The Norwich Terrier

descriptive textDog breed info
Norwich Terrier
Weight: 10 — 12 lbs
Height: 9” — 10”
AKC Rank 2008 #95
Lifespan: 13—15 yrs
Group: Terrier
Origin: England

Dog Breed Info - The Norwich Terrier

Breed Overview

Origin 1800’s. Original function: Ratting, Fox bolting. Today, Herd dog, Companion. Colors: All shades of red, black, grizzle, tan, wheaten.

The Norwich Terrier comes from the same mold as the Norfolk Terrier with a few subtle differences. These dogs were originally used as ratters and also for bolting fox in the late 1800’s in England. It was around 1900 that a terrier named “Rag’s” arrived at a stable in Norwich. Rags sired puppies and one of them was sent to America where it became a worthy ambassador for the new breed. At the time, the breed had both pointed and drop-ears, but in 1979 the drop-eared variety was recognized as a separate breed, the Norfolk Terrier. The Norwich had pointed ears, was a bit more people friendly and had slightly shorter legs. They may be primarily from Cairn and Yorkshire Terrier roots. The AKC registered the Norwich in 1979.


Yes—Responds well to training. What works especially well is clicker training and positive reinforcement. Dogs love this method and it's so easy to use. The Norwich Terrier really needs basic commands and obedience training.
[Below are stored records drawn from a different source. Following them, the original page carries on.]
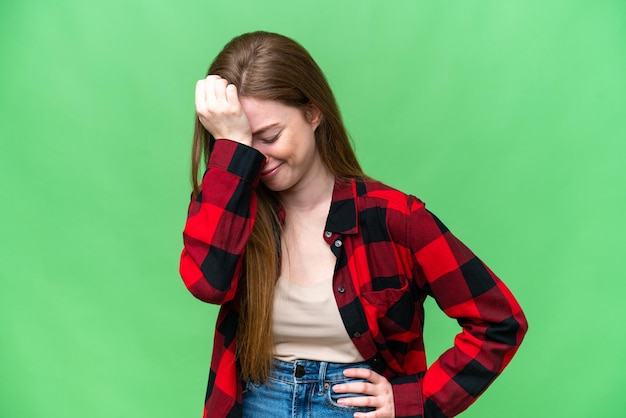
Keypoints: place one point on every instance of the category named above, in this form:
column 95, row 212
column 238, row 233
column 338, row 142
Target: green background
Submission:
column 506, row 117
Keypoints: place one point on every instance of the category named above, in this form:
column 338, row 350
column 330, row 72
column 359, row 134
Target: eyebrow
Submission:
column 265, row 128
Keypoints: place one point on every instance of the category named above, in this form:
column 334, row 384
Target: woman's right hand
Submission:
column 219, row 110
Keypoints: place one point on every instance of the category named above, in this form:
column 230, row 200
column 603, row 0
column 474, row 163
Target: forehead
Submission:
column 262, row 113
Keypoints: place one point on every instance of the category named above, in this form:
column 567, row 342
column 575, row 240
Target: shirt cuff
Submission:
column 238, row 159
column 407, row 396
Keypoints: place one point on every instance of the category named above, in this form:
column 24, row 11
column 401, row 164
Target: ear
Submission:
column 313, row 115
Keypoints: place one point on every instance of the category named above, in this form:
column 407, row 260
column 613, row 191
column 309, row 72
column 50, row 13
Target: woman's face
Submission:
column 287, row 139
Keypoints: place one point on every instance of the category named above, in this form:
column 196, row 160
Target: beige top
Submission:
column 307, row 325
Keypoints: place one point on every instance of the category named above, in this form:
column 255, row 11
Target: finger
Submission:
column 355, row 387
column 231, row 94
column 363, row 373
column 200, row 96
column 209, row 89
column 362, row 401
column 219, row 88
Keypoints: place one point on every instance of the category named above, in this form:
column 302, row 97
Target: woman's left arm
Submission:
column 493, row 324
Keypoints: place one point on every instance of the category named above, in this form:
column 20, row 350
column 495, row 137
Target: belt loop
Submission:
column 321, row 377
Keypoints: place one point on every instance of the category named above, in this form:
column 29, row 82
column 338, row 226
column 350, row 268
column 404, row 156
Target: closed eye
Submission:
column 270, row 140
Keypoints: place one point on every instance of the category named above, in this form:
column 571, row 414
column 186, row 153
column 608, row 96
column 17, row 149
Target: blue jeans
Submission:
column 302, row 389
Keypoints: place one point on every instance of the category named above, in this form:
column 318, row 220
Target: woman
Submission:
column 321, row 272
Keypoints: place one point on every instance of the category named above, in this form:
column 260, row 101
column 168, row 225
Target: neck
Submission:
column 315, row 192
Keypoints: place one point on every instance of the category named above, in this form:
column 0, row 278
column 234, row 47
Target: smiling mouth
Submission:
column 271, row 171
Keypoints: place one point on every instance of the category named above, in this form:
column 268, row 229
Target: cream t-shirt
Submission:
column 307, row 325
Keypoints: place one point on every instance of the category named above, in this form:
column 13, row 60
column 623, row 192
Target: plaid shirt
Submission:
column 391, row 253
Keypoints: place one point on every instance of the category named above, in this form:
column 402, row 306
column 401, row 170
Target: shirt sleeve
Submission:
column 493, row 324
column 219, row 222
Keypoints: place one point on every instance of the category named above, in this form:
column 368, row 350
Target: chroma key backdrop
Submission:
column 507, row 117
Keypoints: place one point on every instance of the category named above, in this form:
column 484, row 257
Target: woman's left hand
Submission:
column 378, row 389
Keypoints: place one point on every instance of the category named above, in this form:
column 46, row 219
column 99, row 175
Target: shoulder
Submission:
column 373, row 193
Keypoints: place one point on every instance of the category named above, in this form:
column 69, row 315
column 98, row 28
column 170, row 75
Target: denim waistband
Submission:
column 308, row 371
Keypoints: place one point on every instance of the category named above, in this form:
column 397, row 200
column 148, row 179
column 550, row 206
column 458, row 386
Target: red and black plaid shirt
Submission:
column 391, row 253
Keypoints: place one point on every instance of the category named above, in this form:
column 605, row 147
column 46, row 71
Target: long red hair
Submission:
column 270, row 66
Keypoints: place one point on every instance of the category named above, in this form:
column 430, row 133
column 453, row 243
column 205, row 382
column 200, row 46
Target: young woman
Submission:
column 320, row 271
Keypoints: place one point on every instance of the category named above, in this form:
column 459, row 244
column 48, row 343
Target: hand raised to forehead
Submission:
column 219, row 110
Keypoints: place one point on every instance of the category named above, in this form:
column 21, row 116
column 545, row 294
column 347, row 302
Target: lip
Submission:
column 271, row 171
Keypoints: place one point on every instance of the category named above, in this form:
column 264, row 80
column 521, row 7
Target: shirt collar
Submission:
column 343, row 214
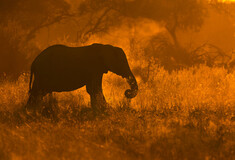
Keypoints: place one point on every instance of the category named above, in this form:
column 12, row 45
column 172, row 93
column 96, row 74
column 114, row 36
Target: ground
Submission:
column 189, row 114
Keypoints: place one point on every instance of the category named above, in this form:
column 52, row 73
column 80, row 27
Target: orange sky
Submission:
column 228, row 0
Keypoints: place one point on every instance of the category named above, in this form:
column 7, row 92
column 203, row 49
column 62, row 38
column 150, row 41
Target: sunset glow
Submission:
column 117, row 79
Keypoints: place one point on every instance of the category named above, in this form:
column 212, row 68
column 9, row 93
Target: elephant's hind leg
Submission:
column 94, row 88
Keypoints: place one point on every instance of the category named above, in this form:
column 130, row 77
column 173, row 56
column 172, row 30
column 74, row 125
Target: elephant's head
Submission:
column 115, row 61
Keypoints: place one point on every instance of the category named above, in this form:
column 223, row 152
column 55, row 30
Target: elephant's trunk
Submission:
column 131, row 93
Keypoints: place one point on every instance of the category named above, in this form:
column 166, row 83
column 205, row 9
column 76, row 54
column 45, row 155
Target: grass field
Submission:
column 189, row 114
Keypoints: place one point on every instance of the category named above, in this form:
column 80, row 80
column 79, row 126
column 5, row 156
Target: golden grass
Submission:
column 189, row 114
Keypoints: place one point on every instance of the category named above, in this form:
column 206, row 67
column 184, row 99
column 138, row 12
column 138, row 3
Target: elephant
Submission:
column 60, row 68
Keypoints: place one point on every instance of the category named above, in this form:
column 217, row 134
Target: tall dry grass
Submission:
column 188, row 114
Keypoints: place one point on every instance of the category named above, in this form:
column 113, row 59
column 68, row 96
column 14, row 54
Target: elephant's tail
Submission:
column 30, row 81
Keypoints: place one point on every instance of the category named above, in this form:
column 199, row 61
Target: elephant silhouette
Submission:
column 61, row 68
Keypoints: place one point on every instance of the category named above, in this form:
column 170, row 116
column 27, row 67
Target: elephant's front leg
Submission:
column 94, row 88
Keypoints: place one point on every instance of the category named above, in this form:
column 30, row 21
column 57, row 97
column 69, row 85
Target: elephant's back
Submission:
column 65, row 61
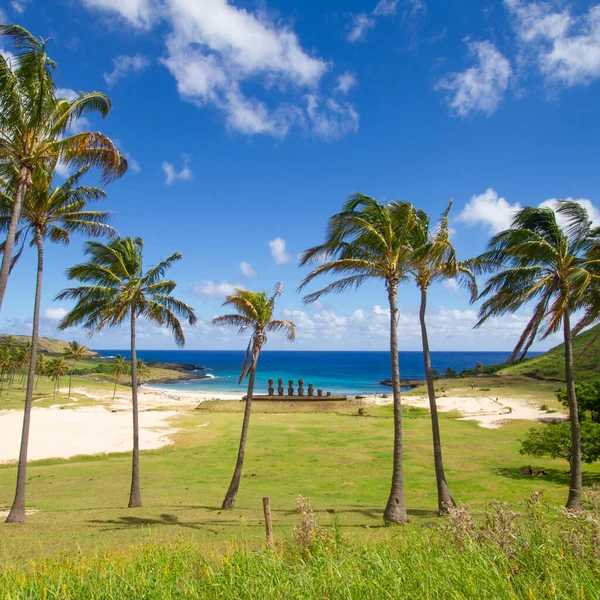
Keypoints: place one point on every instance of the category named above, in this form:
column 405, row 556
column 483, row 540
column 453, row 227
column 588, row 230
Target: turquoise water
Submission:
column 338, row 372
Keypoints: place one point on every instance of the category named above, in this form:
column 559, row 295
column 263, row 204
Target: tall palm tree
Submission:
column 369, row 240
column 254, row 312
column 35, row 126
column 117, row 367
column 550, row 265
column 48, row 214
column 118, row 291
column 433, row 260
column 56, row 369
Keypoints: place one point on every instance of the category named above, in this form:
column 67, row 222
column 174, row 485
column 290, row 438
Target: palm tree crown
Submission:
column 120, row 288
Some are slow with house-training though. Use the method outlined in this site.

Potty Training

The Norwich Terrier puppy is a bit slow to house train, potty train, toilet train, housebreak or whatever you want to call it. If you have a puppy, decide if you want to crate or paper potty train it. For the best results, we have a page at Crate vs Paper Potty Training which will help you decide and from there you can get all the information you need to get the job done. Always praise the pup profusely when she goes potty in the RIGHT PLACE so she knows she has done a good thing. Either method will work for this breed.

If you have an older dog, take the dog outside every two hours until she gets the idea which door leads to her potty area. Older dogs catch on to the potty or housebreaking pretty fast once they are shown what to do.



The little Norwich Terrier is friendly, affectionate, and gets along well with most people. They are generally good with children as well as other household pets but should be introduced to both the children and pets slowly and preferably when the dog is young. This is an intelligent dog and should not be left alone for long periods, as she can bark and dig to excess in true terrier style if bored. The Norwich enjoys chew toys so have plenty on hand. A true terrier, she leans toward dominance. Thus, she must be made aware she is NOT top dog in the household. Keep a firm leadership role over her and you’ll have a terrific, affectionate, fun-loving, active, energetic little pet.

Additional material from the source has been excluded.